Geben Sie TE-Puffer bis zu einem Endvolumen von 25 Mikrolitern und einer Konzentration von 10 Nanomolaren hinzu. Führen Sie nach der Sequenzierung eine bioinformatische Datenanalyse durch, wie in Abschnitt 11 des Textprotokolls beschrieben. Diese Diagramme zeigen die zusammengefassten Reads an allen HincII-Stellen in humaner mitochondrialer Leichtstrang- und Schwerstrang-DNA nach Kaliumchlorid-Behandlung.
Etwa 70% aller detektierten fünf Primzahlen lokalisierten sich an den Schnittstellen, was die hohe Effizienz des HincII-Aufschlusses zeigt. Die Behandlung von Bibliotheken mit Kaliumhydroxid zur Hydrolyse der DNA an eingebetteten Ribonukleotiden verringert die Anzahl der Reads bei HincII auf etwa 40 %Die relative Anzahl der Reads in der mitochondrialen und nukleären DNA zeigt Unterschiede in der Abdeckung und verdeutlicht die Bedeutung einer angemessenen Normalisierung, um die Strangverzerrung zu beseitigen. Die Normalisierung der Lesezahlen auf HincII ergibt ein quantitatives Maß für die Anzahl der Ribonukleotide pro mitochondrialem Genom auf dem schweren oder leichten Strang.
Die Reads nach Kaliumhydroxid-Behandlung für jedes Ribonukleotid, normiert auf die Sequenzzusammensetzung jedes Strangs, zeigen ein anderes Verhältnis als eins, was auf eine nicht zufällige Verteilung der Reads hinweist und auf ein ausgeprägtes Ribonukleotidmuster und eine hohe Bibliotheksqualität hindeutet. Die Normalisierung der Reads an den Stellen der eingebetteten Ribonukleotide auf die an den HincII-Stellen sowie auf den Nukleotidgehalt des Genoms erzeugt ein quantitatives Maß dafür, wie viele der einzelnen Ribonukleotide pro 1.000 komplementären Basen eingebaut werden. Einmal gemeistert, kann dieses Protokoll in zwei Tagen durchgeführt werden, wenn es richtig durchgeführt wird.

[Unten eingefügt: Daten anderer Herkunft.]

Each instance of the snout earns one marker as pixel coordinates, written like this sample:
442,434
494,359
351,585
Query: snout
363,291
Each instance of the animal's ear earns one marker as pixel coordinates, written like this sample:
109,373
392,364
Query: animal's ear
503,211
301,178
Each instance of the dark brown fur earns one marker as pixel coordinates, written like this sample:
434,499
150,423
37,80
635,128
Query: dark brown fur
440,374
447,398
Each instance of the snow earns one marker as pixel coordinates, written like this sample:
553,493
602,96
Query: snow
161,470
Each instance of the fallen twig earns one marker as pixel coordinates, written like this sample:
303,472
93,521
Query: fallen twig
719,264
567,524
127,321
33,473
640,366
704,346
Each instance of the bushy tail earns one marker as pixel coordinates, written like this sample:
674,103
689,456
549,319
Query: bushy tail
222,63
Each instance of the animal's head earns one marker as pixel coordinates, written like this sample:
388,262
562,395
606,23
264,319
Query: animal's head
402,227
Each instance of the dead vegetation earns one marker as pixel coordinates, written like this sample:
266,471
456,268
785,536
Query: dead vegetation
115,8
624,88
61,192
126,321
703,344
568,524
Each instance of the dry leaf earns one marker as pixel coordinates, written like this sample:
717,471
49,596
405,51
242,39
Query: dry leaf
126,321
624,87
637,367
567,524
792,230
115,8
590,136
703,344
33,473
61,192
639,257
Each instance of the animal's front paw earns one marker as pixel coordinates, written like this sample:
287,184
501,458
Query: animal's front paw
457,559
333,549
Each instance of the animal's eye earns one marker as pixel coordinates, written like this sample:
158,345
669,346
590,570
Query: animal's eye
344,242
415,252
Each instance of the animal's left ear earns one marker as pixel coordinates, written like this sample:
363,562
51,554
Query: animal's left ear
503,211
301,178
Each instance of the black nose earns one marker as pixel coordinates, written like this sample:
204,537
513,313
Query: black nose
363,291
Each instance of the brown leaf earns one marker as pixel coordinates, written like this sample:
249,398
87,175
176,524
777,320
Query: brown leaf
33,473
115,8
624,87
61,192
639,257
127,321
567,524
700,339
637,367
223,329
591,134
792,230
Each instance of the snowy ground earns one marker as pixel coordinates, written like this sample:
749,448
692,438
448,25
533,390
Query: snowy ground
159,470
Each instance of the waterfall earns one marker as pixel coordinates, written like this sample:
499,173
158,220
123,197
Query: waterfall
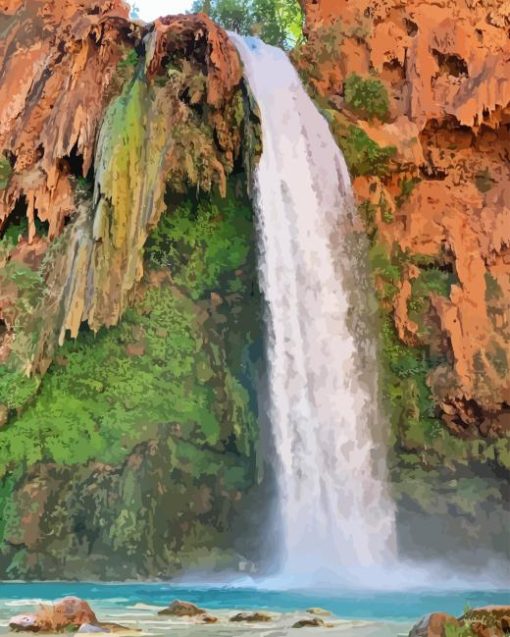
335,515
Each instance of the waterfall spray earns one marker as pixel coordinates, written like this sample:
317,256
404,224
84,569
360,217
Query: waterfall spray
335,514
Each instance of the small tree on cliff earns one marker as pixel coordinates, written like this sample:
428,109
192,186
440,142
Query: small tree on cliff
277,22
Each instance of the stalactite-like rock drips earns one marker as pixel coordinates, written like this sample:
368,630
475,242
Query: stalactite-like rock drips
130,108
444,199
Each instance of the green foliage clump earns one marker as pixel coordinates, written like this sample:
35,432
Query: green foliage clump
493,290
363,155
16,389
458,630
368,97
405,372
430,281
498,358
5,172
202,241
278,22
406,188
129,61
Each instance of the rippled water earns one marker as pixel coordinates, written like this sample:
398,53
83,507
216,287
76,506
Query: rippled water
362,614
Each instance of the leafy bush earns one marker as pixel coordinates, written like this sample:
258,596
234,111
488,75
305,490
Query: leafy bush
367,98
5,172
278,22
363,155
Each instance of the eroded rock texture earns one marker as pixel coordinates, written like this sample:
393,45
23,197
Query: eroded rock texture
418,96
125,151
87,101
446,70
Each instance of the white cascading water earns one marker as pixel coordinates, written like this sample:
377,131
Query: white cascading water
336,517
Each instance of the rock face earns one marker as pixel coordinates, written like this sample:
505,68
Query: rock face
418,96
124,159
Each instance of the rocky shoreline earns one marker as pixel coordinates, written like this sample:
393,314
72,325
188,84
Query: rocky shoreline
74,615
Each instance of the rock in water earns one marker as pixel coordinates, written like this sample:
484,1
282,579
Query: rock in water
65,613
319,612
251,618
182,609
75,611
432,625
316,622
24,623
209,619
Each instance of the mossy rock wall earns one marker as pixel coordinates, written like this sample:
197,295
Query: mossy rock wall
136,451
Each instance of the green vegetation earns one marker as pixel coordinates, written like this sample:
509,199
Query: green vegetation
456,630
493,290
201,242
176,376
430,281
367,98
5,172
406,189
362,154
130,60
278,22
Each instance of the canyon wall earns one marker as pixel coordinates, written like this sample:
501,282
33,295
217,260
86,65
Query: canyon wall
130,322
418,96
129,310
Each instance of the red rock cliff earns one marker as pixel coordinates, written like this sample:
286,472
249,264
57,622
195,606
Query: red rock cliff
444,200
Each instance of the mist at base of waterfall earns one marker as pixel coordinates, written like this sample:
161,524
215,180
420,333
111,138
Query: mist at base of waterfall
334,511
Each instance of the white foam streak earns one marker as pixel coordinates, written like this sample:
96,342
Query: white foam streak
335,514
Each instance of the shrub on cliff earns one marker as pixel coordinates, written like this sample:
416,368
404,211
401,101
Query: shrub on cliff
277,22
366,97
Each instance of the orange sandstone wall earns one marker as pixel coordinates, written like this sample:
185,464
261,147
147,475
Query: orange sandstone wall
446,69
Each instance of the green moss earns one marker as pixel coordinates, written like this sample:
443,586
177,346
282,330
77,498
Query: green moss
5,172
152,422
367,97
406,189
202,241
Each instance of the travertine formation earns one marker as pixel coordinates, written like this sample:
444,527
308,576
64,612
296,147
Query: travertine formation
86,101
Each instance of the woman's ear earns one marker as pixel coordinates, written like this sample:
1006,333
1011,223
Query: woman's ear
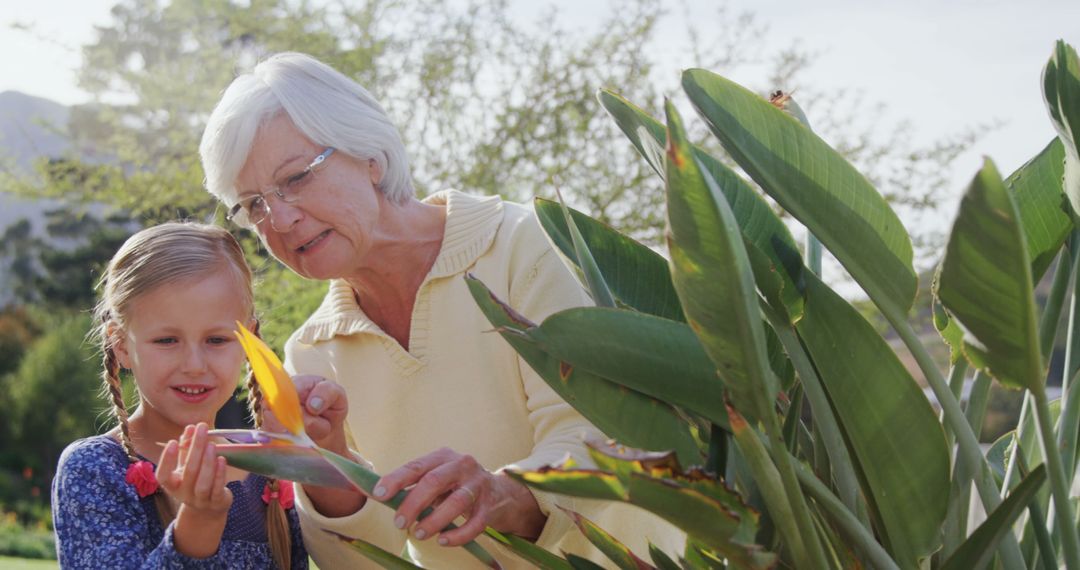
118,340
376,172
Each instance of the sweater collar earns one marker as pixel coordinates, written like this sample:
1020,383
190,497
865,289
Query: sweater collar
472,222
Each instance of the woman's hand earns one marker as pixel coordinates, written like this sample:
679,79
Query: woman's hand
456,485
324,406
190,472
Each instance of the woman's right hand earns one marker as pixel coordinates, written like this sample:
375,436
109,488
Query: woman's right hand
324,406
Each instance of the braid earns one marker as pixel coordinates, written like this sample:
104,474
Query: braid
254,392
110,376
278,531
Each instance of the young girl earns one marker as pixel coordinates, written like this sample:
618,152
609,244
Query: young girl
172,296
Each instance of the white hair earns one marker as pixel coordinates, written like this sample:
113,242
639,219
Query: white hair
326,106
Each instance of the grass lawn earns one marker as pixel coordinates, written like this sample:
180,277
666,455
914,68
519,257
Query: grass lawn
26,564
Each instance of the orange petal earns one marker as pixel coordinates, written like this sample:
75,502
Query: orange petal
278,390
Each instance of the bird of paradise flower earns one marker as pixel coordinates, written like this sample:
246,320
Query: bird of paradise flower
294,456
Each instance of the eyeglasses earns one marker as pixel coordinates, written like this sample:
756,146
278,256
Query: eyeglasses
254,208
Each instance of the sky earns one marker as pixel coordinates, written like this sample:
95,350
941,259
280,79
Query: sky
942,65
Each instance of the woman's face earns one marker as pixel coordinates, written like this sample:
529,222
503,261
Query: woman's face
329,230
178,343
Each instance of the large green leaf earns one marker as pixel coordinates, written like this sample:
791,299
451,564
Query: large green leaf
813,182
778,267
365,478
296,463
985,283
1043,212
617,552
895,438
583,259
637,276
377,555
537,556
977,551
1061,90
713,277
679,499
659,357
626,415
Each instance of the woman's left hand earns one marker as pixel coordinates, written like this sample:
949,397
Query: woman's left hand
457,485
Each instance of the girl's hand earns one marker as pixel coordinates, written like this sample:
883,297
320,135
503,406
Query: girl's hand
191,473
324,406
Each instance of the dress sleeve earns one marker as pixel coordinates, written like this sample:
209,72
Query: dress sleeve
99,521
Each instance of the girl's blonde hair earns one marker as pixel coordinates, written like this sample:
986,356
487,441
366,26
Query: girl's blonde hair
172,253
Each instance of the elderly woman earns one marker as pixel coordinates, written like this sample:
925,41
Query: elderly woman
309,160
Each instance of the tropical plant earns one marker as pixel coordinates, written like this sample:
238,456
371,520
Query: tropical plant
842,463
754,407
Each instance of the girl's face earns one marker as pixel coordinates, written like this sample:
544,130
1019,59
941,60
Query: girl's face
179,345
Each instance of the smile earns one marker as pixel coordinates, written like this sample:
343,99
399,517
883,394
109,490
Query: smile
192,391
313,242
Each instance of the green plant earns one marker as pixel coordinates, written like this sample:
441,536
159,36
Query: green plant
817,448
842,463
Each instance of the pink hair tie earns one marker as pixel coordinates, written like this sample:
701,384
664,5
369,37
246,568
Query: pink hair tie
284,494
140,475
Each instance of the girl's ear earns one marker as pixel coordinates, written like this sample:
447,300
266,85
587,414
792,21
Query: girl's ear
119,341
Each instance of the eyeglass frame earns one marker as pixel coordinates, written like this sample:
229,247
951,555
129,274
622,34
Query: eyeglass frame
292,198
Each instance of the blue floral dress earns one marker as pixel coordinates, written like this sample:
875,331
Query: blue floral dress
102,523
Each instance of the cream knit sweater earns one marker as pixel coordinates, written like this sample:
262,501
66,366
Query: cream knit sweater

Bei diesem Verfahren ist es wichtig, daran zu denken, die DNA in hohem Maße intakt zu halten und Doppelstrangbrüche während der Bibliotheksvorbereitung zu vermeiden. Im Anschluss an dieses Verfahren können andere Methoden durchgeführt werden, um die Ribonukleotid-Quantifizierungsdaten zu bestätigen. Nachdem Sie sich dieses Video angesehen haben, sollten Sie ein gutes Verständnis dafür haben, wie Sie Bibliotheken für die Kartierung und Quantifizierung von Ribonukleotiden und DNA mithilfe von Next Generation Sequencing vorbereiten können.
Vergessen Sie nicht, dass die Arbeit mit Chemikalien wie Kaliumhydroxid gefährlich sein kann, und Vorsichtsmaßnahmen wie das Tragen von Augenschutz und Handschuhen sollten bei der Durchführung dieses Verfahrens immer getroffen werden.
Diese Studie präsentiert eine Methode zur gleichzeitigen Quantifizierung und genomweiten Kartierung von Ribonukleotiden in hochintakter DNA mit Einzelnukleotid-Auflösung. Die Technik kombiniert enzymatische Spaltung von genomischer DNA mit alkalischer Hydrolyse und anschließender 5´-End-Sequenzierung.